| Type: | Package | 
| Title: | Blocking for Record Linkage | 
| Version: | 0.1.0 | 
| Depends: | R (≥ 3.0.2), blink, stats, utils, plyr | 
| Imports: | Rcpp, stringi, SnowballC | 
| Suggests: | knitr, ggplot2, rmarkdown | 
| VignetteBuilder: | knitr | 
| Description: | An implementation of the blocking algorithm KLSH in Steorts, Ventura, Sadinle, Fienberg (2014) <doi:10.1007/978-3-319-11257-2_20>, which is a k-means variant of locality sensitive hashing. The method is illustrated with examples and a vignette. | 
| Encoding: | UTF-8 | 
| LazyData: | true | 
| License: | GPL-3 | 
| RoxygenNote: | 7.1.1.9000 | 
| NeedsCompilation: | no | 
| Packaged: | 2020-10-14 10:06:18 UTC; rebeccasteorts | 
| Author: | Rebecca Steorts [aut, cre] | 
| Maintainer: | Rebecca Steorts <beka@stat.duke.edu> | 
| Repository: | CRAN | 
| Date/Publication: | 2020-10-22 15:20:02 UTC | 
Function to convert a record into a bag of tokens with a fieldwise flag
Description
Function to convert a record into a bag of tokens with a fieldwise flag
Usage
bag_of_word_ify(record, k, fieldwise = FALSE)
Arguments
| record | String or record | 
| k | Parameter k, which is the number of shingle, tokens, or grams to break the string into | 
| fieldwise | Flag where the defalt setting to include the record as the entire string | 
Value
Computes the bag of tokens for a string
Examples
data(RLdata500)
data.500 <- RLdata500[-c(2,4)]
bag_of_word_ify(data.500[1,c(-2)],k=2)
bag_of_word_ify(data.500[300,c(-2)],k=2)
names(bag_of_word_ify(data.500[300,c(-2)],k=2))

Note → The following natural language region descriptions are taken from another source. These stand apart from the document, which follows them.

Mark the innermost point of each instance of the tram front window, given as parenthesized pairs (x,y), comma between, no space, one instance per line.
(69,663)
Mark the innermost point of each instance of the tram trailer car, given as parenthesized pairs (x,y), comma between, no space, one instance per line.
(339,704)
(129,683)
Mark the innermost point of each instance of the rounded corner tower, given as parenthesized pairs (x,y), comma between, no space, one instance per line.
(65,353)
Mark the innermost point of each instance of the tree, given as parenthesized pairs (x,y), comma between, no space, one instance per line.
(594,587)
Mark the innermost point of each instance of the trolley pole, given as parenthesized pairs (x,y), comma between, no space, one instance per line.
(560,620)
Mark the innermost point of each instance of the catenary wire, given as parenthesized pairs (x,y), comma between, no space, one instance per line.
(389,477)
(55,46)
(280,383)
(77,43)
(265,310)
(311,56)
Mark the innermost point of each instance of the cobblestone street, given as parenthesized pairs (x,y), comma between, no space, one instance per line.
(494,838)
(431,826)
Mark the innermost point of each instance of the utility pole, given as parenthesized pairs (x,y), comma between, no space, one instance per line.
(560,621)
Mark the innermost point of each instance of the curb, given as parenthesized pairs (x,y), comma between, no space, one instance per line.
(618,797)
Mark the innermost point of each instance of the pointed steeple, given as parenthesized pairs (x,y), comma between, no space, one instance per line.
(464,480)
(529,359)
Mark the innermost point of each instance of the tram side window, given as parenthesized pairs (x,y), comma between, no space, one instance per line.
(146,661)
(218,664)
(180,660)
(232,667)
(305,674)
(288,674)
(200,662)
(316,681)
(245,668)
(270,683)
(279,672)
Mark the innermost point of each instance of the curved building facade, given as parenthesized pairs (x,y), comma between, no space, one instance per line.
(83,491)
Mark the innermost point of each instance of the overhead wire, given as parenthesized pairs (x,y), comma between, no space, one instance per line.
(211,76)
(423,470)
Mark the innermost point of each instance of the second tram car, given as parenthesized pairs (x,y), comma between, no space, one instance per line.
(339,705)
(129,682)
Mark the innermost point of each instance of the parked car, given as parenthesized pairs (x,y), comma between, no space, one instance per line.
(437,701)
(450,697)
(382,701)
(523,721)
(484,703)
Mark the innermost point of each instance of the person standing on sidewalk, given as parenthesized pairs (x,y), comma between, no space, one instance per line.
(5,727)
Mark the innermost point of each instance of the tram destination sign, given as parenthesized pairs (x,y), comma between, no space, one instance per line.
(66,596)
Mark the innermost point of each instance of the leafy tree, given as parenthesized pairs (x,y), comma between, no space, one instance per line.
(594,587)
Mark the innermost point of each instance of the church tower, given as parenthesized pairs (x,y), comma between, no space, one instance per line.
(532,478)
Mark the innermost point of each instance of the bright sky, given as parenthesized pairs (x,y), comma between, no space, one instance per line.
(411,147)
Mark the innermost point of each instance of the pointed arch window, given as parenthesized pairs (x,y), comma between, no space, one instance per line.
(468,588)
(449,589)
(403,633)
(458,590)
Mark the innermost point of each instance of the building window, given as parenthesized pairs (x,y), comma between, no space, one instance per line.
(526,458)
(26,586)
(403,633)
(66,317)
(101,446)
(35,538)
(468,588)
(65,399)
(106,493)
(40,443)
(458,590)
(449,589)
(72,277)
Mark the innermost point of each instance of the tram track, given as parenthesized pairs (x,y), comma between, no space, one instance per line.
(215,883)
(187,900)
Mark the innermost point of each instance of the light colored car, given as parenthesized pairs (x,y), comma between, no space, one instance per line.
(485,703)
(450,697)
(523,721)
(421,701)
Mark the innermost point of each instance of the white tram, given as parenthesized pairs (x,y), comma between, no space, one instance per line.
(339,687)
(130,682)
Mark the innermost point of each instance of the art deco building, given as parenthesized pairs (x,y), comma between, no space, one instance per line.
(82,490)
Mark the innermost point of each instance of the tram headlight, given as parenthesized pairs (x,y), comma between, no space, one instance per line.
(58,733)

Function that reduces a bag of words into a signature matrix using multiple random projections
Description
Function that reduces a bag of words into a signature matrix using multiple random projections
Usage
bag_signatures(sack_of_bags, p, weighting_table)
Arguments
| sack_of_bags | Sack of bag of words | 
| p | Number of random projections p | 
| weighting_table | Weighting table (inverse document frequency) | 
Value
Computes a signature matrix using multiple random projections and the inverse document frequency weights
Examples
data(RLdata500)
data.500 <- RLdata500[-c(2,4)]
sack <- sacks_of_bags_of_words(data.500[1:3,c(-2)],k=2)
idf <- calc_idf(sack)
bag_signatures(sack, p=5, idf)
Returns the block ids associated with a blocking method.
Description
Returns the block ids associated with a blocking method.
Usage
block.ids.from.blocking(blocking)
Arguments
| blocking | A list of the blocks. | 
Value
A list of the blocks ids that corresponds to each block
Examples
data("RLdata500")
klsh.blocks <- klsh(RLdata500, p=20, num.blocks=5, k=2)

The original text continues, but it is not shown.